Ruth Rendell cannot write fast enough to satisfy me and her huge legion of loyal fans on both sides of the Atlantic. She is an author who consistently produces riveting mysteries filled with keen psychological insight into the darker side of human nature. Her characters always have depth, never appearing merely as plot devices. Combine these qualities with a superlative literary style and touches of humor and it is easy to see why she has won countless awards for mystery writing. Ruth Rendell is once again in fine form and I have no hesitation in enthusiastically recommending her new novel, The Babes in the Wood.
Avid readers of Ruth Rendell’s books will be thrilled at the return of Chief Inspector Wexford and Inspector Burden, one of the most popular teams in detective fiction. Wexford is the seasoned investigator, rumpled and crusty yet cultured and sharp as a tack when it comes to cracking tough cases. The sartorially elegant Burden, although younger, is more conservative in outlook and is constantly appalled by the moral laxity of today’s youth.

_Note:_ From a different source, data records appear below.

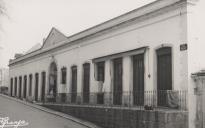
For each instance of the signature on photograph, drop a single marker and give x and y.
(5, 123)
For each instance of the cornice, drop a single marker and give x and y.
(148, 11)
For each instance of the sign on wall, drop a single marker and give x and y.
(183, 47)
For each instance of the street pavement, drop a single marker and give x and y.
(36, 118)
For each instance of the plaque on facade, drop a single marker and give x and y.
(183, 47)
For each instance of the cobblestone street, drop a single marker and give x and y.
(36, 118)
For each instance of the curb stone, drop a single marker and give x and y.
(60, 114)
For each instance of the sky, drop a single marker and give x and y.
(29, 21)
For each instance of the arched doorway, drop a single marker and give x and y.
(53, 81)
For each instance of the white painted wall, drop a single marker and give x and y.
(168, 29)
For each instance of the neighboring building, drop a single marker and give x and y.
(140, 61)
(4, 80)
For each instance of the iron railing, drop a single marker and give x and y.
(146, 100)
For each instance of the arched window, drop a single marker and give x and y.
(164, 75)
(73, 84)
(63, 75)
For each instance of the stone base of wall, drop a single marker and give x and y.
(126, 118)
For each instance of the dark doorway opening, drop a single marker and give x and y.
(11, 87)
(15, 93)
(36, 86)
(164, 74)
(138, 79)
(86, 82)
(74, 84)
(20, 86)
(53, 81)
(43, 76)
(117, 85)
(25, 86)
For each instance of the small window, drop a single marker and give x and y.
(101, 71)
(30, 84)
(63, 75)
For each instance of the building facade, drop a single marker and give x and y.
(4, 79)
(139, 59)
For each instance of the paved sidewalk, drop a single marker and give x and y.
(60, 114)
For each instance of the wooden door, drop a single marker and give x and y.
(138, 79)
(43, 86)
(117, 85)
(164, 74)
(86, 83)
(74, 84)
(36, 87)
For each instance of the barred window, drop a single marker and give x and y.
(100, 71)
(63, 75)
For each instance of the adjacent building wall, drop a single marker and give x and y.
(166, 29)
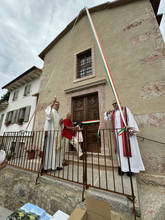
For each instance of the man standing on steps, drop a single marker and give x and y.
(53, 155)
(68, 137)
(121, 149)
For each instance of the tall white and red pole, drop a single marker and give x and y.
(109, 75)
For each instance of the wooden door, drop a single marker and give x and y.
(86, 108)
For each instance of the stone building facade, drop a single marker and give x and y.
(134, 48)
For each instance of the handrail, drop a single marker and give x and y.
(150, 139)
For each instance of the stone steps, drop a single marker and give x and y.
(94, 160)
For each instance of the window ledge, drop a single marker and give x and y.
(84, 78)
(86, 86)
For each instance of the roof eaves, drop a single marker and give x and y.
(81, 14)
(20, 76)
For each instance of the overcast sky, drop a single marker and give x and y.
(28, 26)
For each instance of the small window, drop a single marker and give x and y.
(21, 114)
(84, 64)
(27, 90)
(15, 95)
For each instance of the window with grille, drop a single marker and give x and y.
(27, 89)
(84, 64)
(15, 95)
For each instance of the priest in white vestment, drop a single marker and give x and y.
(136, 163)
(53, 126)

Wexford once again solves a baffling case while simultaneously facing problems in his personal life. In a prologue to the novel, a religious sect performs a strange rite of confession on the grounds of a country estate. The action then moves forward in time and we find Wexford worrying about the rising flood waters that threaten his home after days of torrential rain. While moving books and furniture upstairs, Wexford learns that two teenagers and their babysitter are missing. He begins to investigate, interviewing the hysterical mother who is convinced her son and daughter have been drowned in the floods. The rude and overbearing father, however, seems less worried about their welfare than he is annoyed at the inconvenience to himself. When one of the three turns up dead on a country estate, Wexford delves deeper, discovering the babysitter’s disturbed and violent past, the girl’s troubled relationship with her father and the boy’s involvement in a strange religious cult. His investigation of the case is hampered by witnesses with their own secrets and reasons to lie about what they know. Even when one of the missing turns up safe and sound, the case is no nearer being solved. Wexford’s own family concerns also weigh heavily on his mind, especially his dislike of his divorced daughter’s new lover. For once failing to trust the instincts that serve him so well in his professional life, he refrains from interfering in his daughter’s affairs with disastrous consequences.

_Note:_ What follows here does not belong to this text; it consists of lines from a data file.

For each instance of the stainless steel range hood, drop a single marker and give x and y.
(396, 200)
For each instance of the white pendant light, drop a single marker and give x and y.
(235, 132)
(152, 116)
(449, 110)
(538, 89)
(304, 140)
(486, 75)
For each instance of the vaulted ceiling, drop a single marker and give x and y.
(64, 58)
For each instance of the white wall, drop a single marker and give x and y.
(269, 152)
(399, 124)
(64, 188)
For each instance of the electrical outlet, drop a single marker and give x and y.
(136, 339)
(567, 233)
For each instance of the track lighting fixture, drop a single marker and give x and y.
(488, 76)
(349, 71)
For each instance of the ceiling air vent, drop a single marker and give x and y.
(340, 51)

It is testament to Ruth Rendell’s skill as a writer that we care just as much about the resolution of Wexford’s family problems as we do about the resolution of the mystery. Yet the mystery itself is intensely satisfying. The solution is obvious only when it is revealed by Wexford, who explains not only whodunit but also why. Ruth Rendell never cheats her readers; all the information, both factual and psychological, is there if we are smart enough to put it all together. I wasn’t, and I’m confident you too will have the same forehead-smacking realization as I did when you reach the end of The Babes in the Wood. And isn’t that, after all, the hallmark of a fine mystery novel?